И он отправил кусок рыбьего тулова в рот.
– Отец! – вбежал в комнату Ингун, бывший Изяслав. – Жена родила девочку.
– Назови её, – улыбнулся ярл, – Пенежей.
Рыбья кость вонзилась ему в горло. Он заперхал, стараясь выбить её, но засаживал всё глубже. Жжение, словно раскалённый уголь, распёрло его нёбо. Удушье. Смерть. Больше не было Велеслава-Яаарвика.
– Очнись, – прохладная женская рука гладила его по шее, убирая жгучую боль. – Теперь я вытащила рыбью кость из твоего прошлого.
Алекс открыл глаза. Фелитта в атласном зелёном халатике растирала покрасневшие ладошки, уничтожая своей Силой его былую смерть.
Он потянул за плетёный шнур, и халатик распахнулся, демонстрируя обнажённое тело хозяйки. Алекс отбросил его в сторону и посадил Литту себе на колени. Под её левой лопаткой он обнаружил припухшую коричневую родинку с сеткой лопнувших капилляров.
– Стрела… – выдохнул он, гладя осторожно по коже.
– Вытащи её, – голос зеленоглазой ведьмы окутал его.
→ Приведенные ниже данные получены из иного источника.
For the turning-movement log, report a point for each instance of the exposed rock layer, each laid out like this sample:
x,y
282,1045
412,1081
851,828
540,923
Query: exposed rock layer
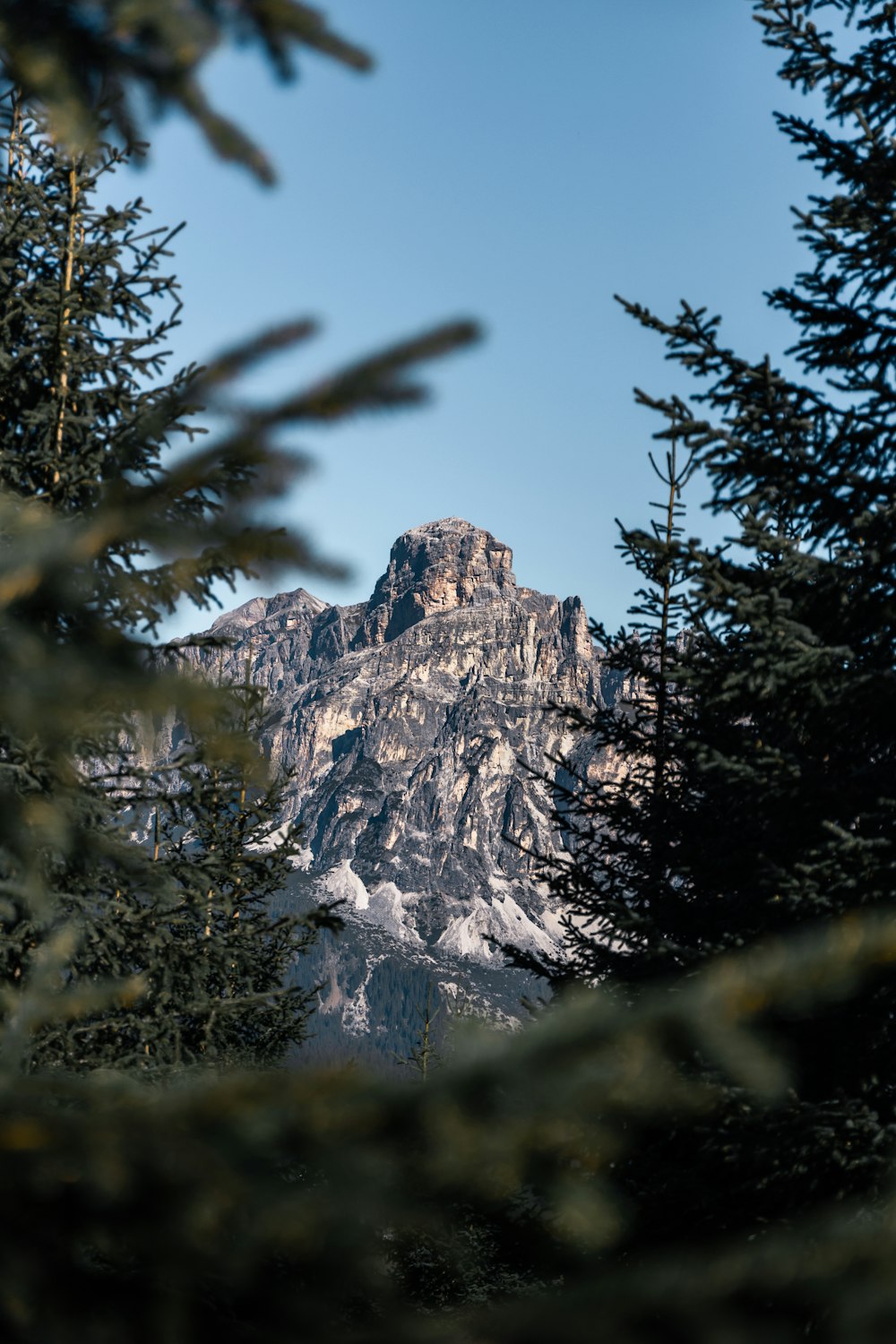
x,y
411,725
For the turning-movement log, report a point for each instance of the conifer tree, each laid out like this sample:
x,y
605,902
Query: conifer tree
x,y
88,426
780,808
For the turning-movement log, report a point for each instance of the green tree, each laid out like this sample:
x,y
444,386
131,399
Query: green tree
x,y
90,427
73,56
780,812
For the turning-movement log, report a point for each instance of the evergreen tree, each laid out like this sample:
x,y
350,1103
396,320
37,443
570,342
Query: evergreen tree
x,y
69,56
780,812
88,430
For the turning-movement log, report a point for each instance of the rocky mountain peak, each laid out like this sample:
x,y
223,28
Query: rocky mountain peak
x,y
433,569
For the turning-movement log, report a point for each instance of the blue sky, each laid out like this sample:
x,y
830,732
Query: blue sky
x,y
517,163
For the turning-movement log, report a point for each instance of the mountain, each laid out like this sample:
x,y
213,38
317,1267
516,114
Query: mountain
x,y
417,728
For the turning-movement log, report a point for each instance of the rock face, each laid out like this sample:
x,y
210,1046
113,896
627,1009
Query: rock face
x,y
411,725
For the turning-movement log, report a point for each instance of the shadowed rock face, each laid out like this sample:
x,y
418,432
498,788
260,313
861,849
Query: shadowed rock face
x,y
411,723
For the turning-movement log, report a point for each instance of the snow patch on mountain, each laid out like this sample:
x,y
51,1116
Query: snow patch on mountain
x,y
500,918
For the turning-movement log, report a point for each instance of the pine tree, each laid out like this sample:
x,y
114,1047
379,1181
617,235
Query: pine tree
x,y
132,56
780,814
88,430
616,814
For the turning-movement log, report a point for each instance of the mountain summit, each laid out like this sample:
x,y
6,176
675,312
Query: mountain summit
x,y
413,725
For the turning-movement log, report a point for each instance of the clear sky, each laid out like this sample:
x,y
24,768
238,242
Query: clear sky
x,y
516,161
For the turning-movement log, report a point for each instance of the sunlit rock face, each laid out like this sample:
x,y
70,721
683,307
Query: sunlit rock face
x,y
411,725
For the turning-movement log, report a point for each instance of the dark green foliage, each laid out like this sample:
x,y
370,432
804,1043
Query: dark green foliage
x,y
74,56
105,529
653,1160
778,809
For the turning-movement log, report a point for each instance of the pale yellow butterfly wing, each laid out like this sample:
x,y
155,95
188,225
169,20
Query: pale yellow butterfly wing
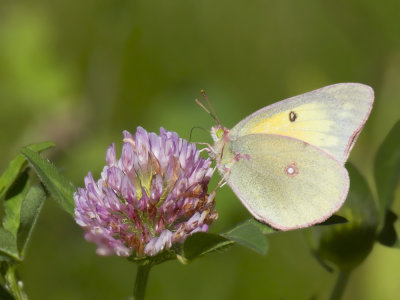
x,y
330,118
283,181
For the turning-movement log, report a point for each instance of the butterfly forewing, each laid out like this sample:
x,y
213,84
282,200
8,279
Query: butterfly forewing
x,y
329,118
285,182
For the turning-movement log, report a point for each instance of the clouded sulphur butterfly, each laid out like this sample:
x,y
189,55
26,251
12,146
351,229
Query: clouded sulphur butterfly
x,y
285,162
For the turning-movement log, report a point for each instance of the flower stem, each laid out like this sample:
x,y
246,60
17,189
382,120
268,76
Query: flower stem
x,y
13,285
141,281
340,285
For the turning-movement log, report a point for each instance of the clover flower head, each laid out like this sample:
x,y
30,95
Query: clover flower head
x,y
154,196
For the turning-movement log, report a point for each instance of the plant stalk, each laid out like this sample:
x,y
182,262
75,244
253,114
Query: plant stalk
x,y
142,275
340,285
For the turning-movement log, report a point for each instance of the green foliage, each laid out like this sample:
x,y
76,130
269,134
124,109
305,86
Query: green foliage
x,y
387,178
202,243
17,165
248,235
22,206
347,245
30,210
22,203
58,186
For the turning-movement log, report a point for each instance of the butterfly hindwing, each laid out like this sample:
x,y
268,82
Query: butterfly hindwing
x,y
284,182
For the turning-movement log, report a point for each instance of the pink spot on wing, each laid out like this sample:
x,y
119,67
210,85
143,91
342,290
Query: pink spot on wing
x,y
291,169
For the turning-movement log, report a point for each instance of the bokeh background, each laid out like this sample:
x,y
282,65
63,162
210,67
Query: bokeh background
x,y
80,72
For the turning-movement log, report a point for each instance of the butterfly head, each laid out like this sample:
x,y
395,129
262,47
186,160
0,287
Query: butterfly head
x,y
219,133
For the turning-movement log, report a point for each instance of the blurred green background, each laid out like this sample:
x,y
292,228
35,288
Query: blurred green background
x,y
80,72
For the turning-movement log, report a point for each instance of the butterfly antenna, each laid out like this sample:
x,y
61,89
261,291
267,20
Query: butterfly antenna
x,y
213,113
195,127
206,110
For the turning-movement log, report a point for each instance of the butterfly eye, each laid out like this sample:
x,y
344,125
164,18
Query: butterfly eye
x,y
292,116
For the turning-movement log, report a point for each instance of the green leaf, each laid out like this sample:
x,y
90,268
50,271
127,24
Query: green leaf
x,y
347,245
13,202
17,165
31,207
4,294
387,169
201,243
388,235
334,219
8,244
264,228
58,186
249,235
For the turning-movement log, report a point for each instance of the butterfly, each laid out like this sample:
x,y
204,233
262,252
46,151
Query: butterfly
x,y
285,162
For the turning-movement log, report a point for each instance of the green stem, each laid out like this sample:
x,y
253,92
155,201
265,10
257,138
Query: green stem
x,y
13,285
142,275
340,285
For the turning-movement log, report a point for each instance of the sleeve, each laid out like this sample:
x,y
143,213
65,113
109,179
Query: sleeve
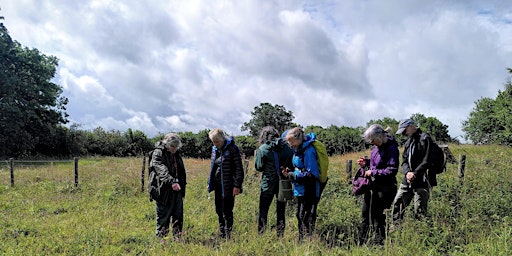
x,y
424,150
259,161
239,169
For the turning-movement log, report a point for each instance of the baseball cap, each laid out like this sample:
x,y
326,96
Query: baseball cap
x,y
403,125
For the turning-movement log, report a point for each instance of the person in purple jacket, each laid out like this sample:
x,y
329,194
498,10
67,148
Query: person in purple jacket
x,y
305,179
382,168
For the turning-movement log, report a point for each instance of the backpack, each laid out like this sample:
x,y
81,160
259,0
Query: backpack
x,y
157,190
437,158
323,160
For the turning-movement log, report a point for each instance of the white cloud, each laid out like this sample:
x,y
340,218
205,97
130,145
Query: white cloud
x,y
161,66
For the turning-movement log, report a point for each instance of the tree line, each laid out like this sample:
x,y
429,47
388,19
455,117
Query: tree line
x,y
33,118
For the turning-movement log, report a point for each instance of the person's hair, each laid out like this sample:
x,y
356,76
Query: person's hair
x,y
172,139
296,133
268,133
217,134
372,132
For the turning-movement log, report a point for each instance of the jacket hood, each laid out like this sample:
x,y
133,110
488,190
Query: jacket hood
x,y
309,138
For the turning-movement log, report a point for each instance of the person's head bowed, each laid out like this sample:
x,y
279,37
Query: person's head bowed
x,y
172,142
218,137
375,135
268,133
295,137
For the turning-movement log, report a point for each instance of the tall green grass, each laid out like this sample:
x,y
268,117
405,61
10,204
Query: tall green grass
x,y
107,214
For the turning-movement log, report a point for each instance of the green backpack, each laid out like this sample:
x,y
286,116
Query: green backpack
x,y
323,160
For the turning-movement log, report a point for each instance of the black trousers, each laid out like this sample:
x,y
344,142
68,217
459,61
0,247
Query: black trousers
x,y
306,215
265,202
372,213
224,209
172,211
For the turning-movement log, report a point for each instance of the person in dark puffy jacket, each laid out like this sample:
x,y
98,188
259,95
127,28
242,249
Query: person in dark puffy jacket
x,y
265,163
226,178
381,168
305,176
415,162
169,178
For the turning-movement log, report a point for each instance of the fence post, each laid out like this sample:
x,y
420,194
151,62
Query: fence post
x,y
11,164
462,166
142,173
76,171
348,170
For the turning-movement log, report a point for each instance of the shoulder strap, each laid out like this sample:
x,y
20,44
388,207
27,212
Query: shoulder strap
x,y
276,161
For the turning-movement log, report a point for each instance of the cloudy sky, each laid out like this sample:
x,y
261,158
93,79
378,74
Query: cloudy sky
x,y
160,66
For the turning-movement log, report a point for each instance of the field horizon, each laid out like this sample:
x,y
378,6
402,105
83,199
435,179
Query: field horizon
x,y
108,214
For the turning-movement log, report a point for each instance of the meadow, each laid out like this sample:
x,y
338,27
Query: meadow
x,y
108,214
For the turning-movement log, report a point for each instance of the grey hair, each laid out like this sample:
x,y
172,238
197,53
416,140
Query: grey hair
x,y
172,139
373,131
217,134
296,133
268,133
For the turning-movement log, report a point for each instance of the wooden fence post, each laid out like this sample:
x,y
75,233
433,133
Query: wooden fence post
x,y
348,170
462,166
76,171
11,164
142,174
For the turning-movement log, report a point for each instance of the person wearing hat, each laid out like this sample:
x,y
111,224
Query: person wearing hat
x,y
414,166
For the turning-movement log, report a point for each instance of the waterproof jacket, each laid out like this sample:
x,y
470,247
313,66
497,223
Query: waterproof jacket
x,y
167,168
306,167
415,159
229,172
384,163
265,163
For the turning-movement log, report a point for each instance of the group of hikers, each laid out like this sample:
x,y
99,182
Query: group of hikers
x,y
291,156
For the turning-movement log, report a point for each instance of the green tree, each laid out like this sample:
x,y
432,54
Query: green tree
x,y
385,123
431,125
490,122
31,108
267,114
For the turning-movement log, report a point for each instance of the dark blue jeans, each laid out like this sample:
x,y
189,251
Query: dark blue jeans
x,y
224,209
265,202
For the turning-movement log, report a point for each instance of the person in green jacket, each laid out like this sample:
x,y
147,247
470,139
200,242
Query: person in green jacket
x,y
265,162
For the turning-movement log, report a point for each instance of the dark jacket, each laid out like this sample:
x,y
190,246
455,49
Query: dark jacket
x,y
417,146
384,163
265,163
167,168
229,172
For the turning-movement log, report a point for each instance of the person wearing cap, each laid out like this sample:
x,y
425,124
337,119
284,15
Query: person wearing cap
x,y
273,151
414,166
167,165
226,178
381,168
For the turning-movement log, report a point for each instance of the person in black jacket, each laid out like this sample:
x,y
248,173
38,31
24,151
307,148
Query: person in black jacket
x,y
168,171
226,178
415,159
381,168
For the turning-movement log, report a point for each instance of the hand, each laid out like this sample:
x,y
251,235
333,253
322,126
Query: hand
x,y
176,187
410,176
236,191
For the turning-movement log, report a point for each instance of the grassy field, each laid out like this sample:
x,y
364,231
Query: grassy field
x,y
107,214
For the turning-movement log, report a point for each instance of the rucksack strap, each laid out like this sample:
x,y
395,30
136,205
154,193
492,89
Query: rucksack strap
x,y
276,161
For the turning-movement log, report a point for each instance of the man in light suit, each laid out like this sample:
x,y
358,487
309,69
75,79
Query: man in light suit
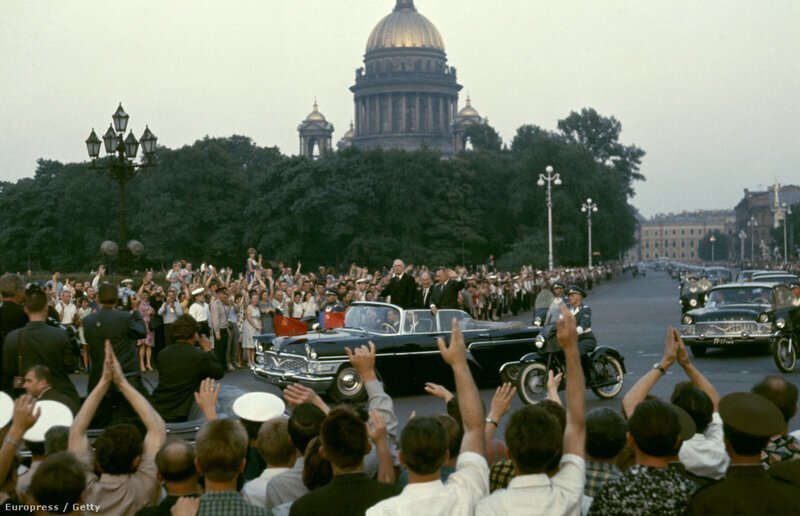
x,y
425,293
583,319
401,287
123,329
445,293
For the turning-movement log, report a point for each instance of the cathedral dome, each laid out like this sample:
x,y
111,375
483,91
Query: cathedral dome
x,y
405,28
315,116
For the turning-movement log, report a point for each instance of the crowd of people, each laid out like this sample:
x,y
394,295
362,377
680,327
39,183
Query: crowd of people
x,y
696,453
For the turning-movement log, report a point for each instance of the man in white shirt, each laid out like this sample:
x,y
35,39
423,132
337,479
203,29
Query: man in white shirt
x,y
534,441
278,452
65,308
199,310
424,448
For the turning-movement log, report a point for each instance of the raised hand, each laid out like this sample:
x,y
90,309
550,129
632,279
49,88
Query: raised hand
x,y
206,397
439,391
501,401
25,413
376,427
363,360
295,394
566,331
455,354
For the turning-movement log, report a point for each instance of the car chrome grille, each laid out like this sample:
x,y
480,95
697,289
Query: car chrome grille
x,y
274,361
726,328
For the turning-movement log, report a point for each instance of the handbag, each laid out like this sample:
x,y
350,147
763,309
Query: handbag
x,y
19,381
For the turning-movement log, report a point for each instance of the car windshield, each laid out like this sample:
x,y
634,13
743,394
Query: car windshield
x,y
374,319
740,296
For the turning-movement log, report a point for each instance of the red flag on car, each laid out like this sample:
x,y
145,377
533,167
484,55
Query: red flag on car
x,y
333,320
288,327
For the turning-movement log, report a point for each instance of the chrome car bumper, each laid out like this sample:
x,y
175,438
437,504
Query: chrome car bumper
x,y
727,333
284,378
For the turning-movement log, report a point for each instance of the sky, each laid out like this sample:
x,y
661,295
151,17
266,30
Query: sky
x,y
710,89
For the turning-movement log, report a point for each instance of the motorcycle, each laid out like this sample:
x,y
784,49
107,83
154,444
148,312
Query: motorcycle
x,y
529,374
784,351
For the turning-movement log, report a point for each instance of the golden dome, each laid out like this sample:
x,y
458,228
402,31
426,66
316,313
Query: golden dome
x,y
349,134
315,116
468,111
405,28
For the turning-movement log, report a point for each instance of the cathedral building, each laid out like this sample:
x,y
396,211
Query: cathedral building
x,y
406,94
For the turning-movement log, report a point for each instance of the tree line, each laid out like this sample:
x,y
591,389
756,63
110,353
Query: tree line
x,y
212,200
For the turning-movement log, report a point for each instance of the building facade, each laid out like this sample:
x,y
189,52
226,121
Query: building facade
x,y
677,236
757,214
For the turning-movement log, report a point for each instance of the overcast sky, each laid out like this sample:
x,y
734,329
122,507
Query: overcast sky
x,y
709,89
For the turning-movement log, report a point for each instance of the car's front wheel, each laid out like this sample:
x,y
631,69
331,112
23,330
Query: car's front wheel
x,y
347,386
698,351
785,354
532,383
608,369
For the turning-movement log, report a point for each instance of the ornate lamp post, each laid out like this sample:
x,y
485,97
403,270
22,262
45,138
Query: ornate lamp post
x,y
121,168
752,224
556,180
786,211
588,207
713,240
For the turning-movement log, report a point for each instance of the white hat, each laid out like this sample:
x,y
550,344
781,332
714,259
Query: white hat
x,y
51,413
6,409
258,406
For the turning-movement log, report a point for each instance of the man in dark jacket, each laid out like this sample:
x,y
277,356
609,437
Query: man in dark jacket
x,y
401,287
123,329
181,369
40,344
445,293
12,315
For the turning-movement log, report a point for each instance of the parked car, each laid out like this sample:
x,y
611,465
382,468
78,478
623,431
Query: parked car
x,y
407,355
743,313
719,275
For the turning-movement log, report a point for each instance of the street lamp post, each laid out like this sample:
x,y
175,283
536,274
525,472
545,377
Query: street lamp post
x,y
556,180
787,210
713,239
752,223
121,168
588,208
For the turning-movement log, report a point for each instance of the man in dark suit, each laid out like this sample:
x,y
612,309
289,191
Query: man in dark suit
x,y
181,369
40,344
123,329
401,287
749,420
38,385
12,315
344,443
425,292
445,293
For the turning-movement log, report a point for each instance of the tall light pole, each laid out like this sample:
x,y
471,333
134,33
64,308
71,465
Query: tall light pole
x,y
588,208
713,240
787,210
752,223
121,168
556,180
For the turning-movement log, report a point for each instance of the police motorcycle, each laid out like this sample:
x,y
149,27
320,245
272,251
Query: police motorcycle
x,y
604,369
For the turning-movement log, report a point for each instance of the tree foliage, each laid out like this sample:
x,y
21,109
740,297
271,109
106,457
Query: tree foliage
x,y
212,200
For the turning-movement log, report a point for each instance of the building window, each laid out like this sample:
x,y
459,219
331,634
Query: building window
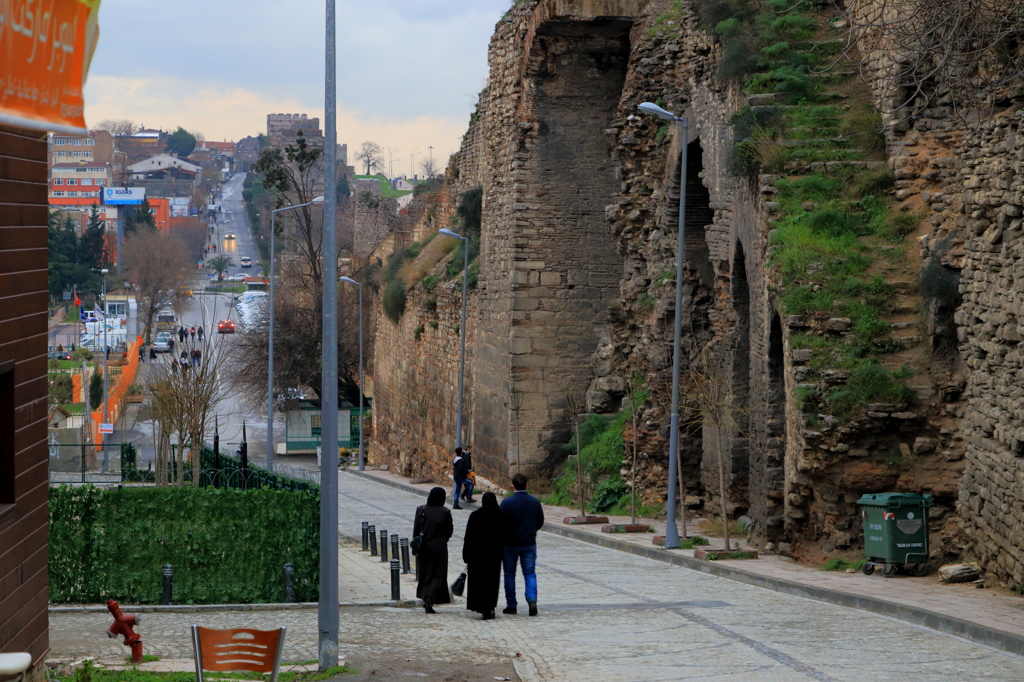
x,y
7,494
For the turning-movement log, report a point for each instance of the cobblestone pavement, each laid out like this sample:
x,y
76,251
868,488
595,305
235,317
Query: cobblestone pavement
x,y
604,615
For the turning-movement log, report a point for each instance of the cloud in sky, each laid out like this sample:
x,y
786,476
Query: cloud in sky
x,y
409,71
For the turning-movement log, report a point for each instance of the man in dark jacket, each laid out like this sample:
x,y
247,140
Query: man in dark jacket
x,y
459,472
525,518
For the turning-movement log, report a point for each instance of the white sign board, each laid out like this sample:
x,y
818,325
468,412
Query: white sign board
x,y
124,196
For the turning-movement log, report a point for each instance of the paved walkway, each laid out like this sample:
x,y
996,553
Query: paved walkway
x,y
989,616
605,614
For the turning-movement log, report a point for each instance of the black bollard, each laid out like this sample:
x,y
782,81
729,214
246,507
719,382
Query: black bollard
x,y
404,555
168,583
289,583
395,588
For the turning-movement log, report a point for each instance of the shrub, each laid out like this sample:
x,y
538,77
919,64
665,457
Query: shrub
x,y
393,300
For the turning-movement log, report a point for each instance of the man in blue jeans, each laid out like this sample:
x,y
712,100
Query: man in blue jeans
x,y
525,517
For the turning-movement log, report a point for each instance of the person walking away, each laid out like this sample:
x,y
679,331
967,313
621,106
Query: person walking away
x,y
482,550
459,471
470,484
525,518
433,521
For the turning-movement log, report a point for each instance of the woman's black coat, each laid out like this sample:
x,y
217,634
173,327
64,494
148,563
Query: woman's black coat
x,y
435,524
482,550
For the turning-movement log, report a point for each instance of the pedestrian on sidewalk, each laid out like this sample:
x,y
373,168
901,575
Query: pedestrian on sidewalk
x,y
460,469
483,551
525,518
433,521
470,484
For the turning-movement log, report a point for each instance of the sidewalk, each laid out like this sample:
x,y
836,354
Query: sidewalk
x,y
985,616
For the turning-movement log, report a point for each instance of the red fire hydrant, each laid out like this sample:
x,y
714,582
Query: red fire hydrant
x,y
123,626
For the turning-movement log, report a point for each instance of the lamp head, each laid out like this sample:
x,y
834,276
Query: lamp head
x,y
653,110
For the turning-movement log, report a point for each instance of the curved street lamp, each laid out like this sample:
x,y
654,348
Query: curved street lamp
x,y
671,531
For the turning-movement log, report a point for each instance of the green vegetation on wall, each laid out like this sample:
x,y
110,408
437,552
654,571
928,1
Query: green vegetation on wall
x,y
226,546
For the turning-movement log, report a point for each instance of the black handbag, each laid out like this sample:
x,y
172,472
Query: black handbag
x,y
460,583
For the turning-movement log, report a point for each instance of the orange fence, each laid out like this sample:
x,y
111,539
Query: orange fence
x,y
118,393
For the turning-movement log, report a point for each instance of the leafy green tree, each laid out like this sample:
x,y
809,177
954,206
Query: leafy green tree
x,y
95,390
139,219
91,246
219,264
181,142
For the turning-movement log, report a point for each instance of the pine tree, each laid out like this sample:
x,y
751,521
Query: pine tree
x,y
91,245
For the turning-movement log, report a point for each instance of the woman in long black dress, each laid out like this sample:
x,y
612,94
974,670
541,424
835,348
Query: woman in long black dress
x,y
482,550
433,521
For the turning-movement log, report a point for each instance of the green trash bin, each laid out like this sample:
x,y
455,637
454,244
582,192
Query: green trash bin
x,y
895,531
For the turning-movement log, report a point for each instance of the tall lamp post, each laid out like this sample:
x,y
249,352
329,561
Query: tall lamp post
x,y
462,329
672,533
363,464
107,456
269,354
328,615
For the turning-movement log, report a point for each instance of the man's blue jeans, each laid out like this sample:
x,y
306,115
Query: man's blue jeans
x,y
526,556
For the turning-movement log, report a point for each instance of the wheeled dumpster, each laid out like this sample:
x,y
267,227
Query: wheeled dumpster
x,y
895,531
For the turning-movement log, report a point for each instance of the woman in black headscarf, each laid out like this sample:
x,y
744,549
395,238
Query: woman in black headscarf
x,y
482,550
433,521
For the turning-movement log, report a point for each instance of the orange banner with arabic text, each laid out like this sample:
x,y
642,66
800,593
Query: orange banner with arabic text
x,y
45,48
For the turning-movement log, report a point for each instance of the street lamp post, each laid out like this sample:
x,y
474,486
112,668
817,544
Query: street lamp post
x,y
269,354
328,615
363,464
672,533
462,329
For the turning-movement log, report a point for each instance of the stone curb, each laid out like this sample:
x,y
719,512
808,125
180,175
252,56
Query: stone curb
x,y
206,608
940,622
И тогда Алекс прижался к родинке жаждущими губами.
Глава шестая
Они лежали на кровати, похожей белизной и бескрайностью на Антарктиду.
– Мы как два королевских пингвина, заглядевшихся на пролетающий вертолёт и лишившихся от восторга, присущего умным птицам и глупым прямоходящим, равновесия и жизненного смысла, – сказала Фелитта, устроив подушку поудобнее. – И, если верить ехидному от отчаяния Задорнову, нам срочно требуется «подниматель пингвинов», работающий на полставки, а в остальное время совмещающий спуск в расщелины – с целью обнаружения замёрзшей от всеобщего равнодушия доисторической медузы – и мистику «Аненербе».